Mais maintenant le soir monte au bout du village
Où, par dessus le mur gris, s’élève la grise église.

Il y a du vent dans le crépuscule ; sur la route blanche devant nous
La paille de l’étable aux bœufs volette çà et là ;
La lune monte, une étoile brille sur nous
Et la girouette du clocher tourne douteusement.

Là-bas la route s’abaisse vers le pont qui traverse
Le ruisseau coulant vers la Tamise et la mer.
Rapproche-toi, ma douce, nous sommes amante et amant ;
Ce soir-ci tu es vouée au bonheur et à moi.

Serons-nous heureux toujours ? Viens plus près et écoute.
Trois champs plus loin, m’a-t-on dit, là-bas,
Quand la jeune lune sera couchée, si le ciel de mars s’assombrit,
Nous pourrons voir de la colline la lueur de la grand’ville.
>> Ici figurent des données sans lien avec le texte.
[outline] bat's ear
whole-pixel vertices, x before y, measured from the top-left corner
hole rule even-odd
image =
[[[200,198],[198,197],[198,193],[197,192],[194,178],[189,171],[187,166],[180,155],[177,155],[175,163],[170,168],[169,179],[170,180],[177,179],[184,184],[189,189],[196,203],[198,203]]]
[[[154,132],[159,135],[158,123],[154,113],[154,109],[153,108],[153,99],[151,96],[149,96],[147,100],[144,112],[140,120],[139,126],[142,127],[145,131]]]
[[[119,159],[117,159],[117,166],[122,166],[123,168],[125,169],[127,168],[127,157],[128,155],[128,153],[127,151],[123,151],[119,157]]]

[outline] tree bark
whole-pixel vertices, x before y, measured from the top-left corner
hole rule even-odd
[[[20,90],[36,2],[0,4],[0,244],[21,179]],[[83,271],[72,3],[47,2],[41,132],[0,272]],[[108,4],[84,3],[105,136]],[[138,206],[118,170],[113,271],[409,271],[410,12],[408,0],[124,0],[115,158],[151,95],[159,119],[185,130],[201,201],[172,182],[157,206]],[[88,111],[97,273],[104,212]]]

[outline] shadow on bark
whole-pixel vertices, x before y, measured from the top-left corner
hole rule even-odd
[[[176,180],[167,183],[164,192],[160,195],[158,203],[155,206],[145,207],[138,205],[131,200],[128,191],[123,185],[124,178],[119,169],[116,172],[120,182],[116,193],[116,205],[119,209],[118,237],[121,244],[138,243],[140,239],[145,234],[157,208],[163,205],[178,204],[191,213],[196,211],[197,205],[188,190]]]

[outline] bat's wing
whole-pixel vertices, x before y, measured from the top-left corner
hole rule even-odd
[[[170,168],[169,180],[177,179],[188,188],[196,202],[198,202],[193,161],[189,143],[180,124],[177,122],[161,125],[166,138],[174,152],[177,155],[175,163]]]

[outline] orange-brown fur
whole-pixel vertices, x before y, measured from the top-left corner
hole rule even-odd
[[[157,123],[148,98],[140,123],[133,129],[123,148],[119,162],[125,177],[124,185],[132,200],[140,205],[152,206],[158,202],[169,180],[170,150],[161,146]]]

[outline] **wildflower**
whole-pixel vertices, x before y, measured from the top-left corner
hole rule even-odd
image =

Écoute le vent dans les branches des ormes ! Il souffle de Londres
Et chante l’or et l’espoir et le tumulte,
La puissance qui n’aide à rien, la sagesse qui sait,
Mais n’enseigne rien du pire ni du meilleur.

Il chante les hommes riches, et bien étrange est leur histoire.
Ils possèdent et désirent et cherchent de près et de loin,
Ils vivent et meurent, et la terre et sa gloire
N’ont été qu’un fardeau qu’à peine ils supportaient.